I get an error in the console:

This current-view idea didn’t seem to help unfortunately.

@jsa-aerial can correct me if I am misreading, but it looks like the update model in hanami is following a similar style that Oz used: namely leveraging vegaEmbed and reagent component update methods:

The wrapper function visualize ends up calling vegaEmbed as Oz does, and without any finalize invocation or hook. visualize is then used inside the react class definitions for the vgl and vg components.

I expect that if the issues I mentioned before are causing the memory leak (namely Vega’s expectation of having finalize invoked to allow gc), then you will see the same problem in hanami since the reliance on vega is similar.

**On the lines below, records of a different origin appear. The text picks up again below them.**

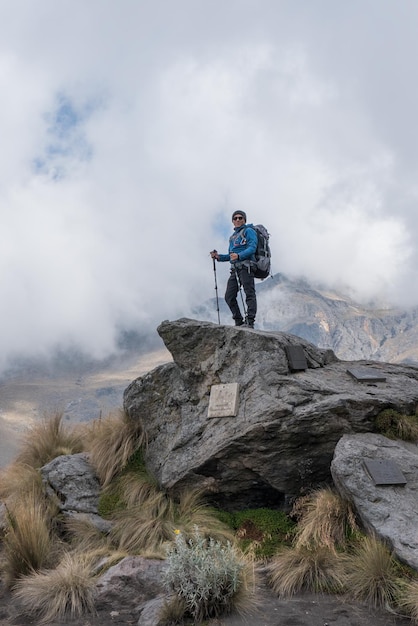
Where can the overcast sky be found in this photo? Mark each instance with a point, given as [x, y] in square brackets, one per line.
[131, 129]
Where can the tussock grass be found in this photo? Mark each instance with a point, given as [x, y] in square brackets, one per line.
[148, 525]
[29, 543]
[58, 594]
[373, 574]
[324, 519]
[47, 439]
[111, 442]
[302, 569]
[19, 479]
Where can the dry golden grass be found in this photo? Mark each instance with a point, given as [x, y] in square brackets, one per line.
[84, 536]
[302, 569]
[373, 573]
[136, 487]
[324, 519]
[58, 594]
[46, 440]
[110, 444]
[19, 479]
[29, 543]
[148, 525]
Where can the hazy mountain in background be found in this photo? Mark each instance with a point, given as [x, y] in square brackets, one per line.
[331, 319]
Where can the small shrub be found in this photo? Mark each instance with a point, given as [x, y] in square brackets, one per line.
[206, 577]
[46, 440]
[303, 569]
[324, 519]
[58, 594]
[395, 425]
[373, 573]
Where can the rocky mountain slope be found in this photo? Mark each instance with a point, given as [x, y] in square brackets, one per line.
[331, 319]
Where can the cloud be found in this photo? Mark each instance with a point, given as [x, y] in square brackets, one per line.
[131, 132]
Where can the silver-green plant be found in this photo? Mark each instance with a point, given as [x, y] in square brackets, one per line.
[204, 575]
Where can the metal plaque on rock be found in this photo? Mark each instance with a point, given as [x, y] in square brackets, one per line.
[366, 375]
[223, 400]
[296, 358]
[384, 472]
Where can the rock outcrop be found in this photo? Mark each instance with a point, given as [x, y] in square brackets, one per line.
[388, 510]
[282, 439]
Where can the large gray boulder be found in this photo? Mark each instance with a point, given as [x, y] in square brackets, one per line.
[282, 440]
[73, 485]
[388, 510]
[127, 587]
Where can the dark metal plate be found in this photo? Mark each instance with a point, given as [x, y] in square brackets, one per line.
[296, 358]
[384, 472]
[366, 375]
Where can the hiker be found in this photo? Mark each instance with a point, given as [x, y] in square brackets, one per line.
[242, 247]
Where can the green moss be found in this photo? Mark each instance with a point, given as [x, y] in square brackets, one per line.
[260, 531]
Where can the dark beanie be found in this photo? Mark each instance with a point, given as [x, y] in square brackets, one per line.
[240, 213]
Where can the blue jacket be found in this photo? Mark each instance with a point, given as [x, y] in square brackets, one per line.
[243, 241]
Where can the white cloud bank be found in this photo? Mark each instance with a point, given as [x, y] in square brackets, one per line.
[130, 131]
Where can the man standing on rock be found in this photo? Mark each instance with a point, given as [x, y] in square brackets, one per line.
[242, 247]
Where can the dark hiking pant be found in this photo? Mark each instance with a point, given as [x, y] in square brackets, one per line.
[232, 287]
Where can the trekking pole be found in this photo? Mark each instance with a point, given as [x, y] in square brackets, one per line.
[242, 297]
[216, 290]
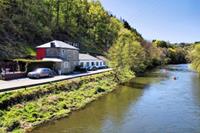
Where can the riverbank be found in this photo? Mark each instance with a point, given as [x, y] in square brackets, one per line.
[23, 110]
[152, 103]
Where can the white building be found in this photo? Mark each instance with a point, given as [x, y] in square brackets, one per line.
[87, 60]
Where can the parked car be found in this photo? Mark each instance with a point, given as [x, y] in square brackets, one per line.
[41, 72]
[102, 67]
[80, 69]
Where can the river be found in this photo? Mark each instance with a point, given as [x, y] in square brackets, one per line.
[154, 103]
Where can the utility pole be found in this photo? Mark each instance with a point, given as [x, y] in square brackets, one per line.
[58, 13]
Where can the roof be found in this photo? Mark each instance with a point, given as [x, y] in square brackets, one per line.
[102, 58]
[86, 57]
[57, 44]
[52, 59]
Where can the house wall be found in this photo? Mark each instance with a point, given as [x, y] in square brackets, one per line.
[70, 59]
[86, 63]
[41, 53]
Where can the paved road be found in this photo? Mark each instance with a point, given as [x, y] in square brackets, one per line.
[26, 82]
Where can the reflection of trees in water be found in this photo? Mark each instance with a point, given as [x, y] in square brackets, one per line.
[107, 112]
[195, 88]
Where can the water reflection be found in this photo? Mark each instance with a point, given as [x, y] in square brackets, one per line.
[152, 104]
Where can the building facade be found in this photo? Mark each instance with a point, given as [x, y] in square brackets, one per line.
[86, 60]
[65, 56]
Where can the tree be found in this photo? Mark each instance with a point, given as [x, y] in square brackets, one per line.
[195, 58]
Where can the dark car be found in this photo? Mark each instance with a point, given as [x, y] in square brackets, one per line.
[40, 73]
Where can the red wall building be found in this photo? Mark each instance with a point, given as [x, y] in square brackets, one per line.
[41, 53]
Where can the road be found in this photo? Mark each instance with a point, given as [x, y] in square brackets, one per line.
[26, 82]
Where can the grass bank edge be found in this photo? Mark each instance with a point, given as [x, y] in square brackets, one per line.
[55, 105]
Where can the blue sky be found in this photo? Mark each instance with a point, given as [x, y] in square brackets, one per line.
[170, 20]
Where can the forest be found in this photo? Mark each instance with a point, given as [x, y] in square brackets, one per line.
[26, 24]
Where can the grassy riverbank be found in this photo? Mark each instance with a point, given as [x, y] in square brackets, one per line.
[23, 110]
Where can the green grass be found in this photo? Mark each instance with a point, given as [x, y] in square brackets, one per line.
[25, 115]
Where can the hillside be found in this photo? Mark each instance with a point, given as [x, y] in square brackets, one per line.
[26, 24]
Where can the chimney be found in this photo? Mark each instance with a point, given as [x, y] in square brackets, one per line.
[53, 45]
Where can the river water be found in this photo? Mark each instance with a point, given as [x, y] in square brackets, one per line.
[154, 103]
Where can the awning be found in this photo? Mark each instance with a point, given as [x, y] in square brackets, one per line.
[52, 59]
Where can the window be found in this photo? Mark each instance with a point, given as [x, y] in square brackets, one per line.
[82, 64]
[66, 64]
[88, 63]
[63, 52]
[92, 63]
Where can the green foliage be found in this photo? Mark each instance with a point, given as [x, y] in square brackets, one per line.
[159, 43]
[25, 114]
[27, 23]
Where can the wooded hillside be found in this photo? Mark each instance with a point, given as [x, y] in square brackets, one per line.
[25, 24]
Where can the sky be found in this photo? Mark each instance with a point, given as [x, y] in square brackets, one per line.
[169, 20]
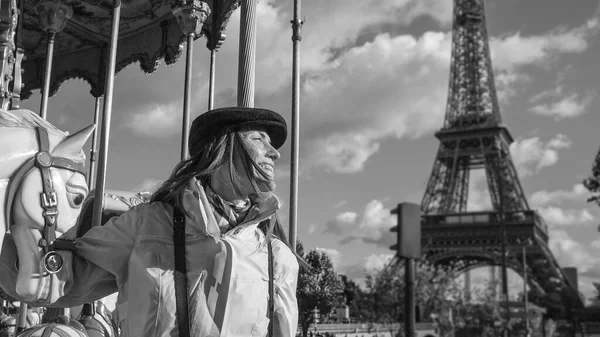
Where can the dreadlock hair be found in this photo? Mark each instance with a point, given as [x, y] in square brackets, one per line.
[220, 151]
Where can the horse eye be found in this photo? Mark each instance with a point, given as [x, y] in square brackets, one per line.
[76, 199]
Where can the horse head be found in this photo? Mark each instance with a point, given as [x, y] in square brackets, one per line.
[43, 200]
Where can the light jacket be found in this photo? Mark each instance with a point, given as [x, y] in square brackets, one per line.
[227, 273]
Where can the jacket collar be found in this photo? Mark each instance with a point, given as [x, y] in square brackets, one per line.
[201, 211]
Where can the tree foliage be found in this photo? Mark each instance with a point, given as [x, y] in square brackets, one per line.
[320, 287]
[592, 183]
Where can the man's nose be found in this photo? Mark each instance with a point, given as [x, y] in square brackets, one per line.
[272, 153]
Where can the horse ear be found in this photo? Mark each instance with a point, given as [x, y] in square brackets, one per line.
[73, 143]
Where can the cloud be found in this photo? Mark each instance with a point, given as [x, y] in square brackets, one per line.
[567, 107]
[355, 95]
[543, 197]
[396, 86]
[570, 252]
[372, 226]
[367, 265]
[372, 92]
[479, 192]
[160, 120]
[556, 216]
[516, 50]
[531, 155]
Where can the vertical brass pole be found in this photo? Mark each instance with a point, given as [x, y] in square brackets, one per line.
[247, 54]
[211, 81]
[93, 151]
[106, 115]
[296, 38]
[47, 73]
[525, 296]
[21, 318]
[185, 125]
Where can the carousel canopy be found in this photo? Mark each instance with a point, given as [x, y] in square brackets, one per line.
[148, 31]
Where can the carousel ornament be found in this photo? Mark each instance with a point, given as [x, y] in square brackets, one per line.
[53, 16]
[191, 15]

I noticed folks in the vega issues thread still getting memory leaks, and that it was unresolved to date. I am betting vegaEmbed is the prime suspect for the moment.

1 Like

OMG; Thanks so much for raising this issue @jamiepratt. And doubly so to @zcaudate and @joinr for helping to track down the issue. I think you’re right @joinr; Makes a ton of sense that it’s just not GCing without finalizing being called.

I have a feeling that always calling this after creating the view would be problematic for certain applications that need to register their own callbacks or signal handlers. But I think we could probably use React’s componentWillUnmount to call finalize, which should do the right thing.

Feel free to open an issue for this on GH.

Thanks again!

2 Likes

Thanks for looking into this @Christopher_Small!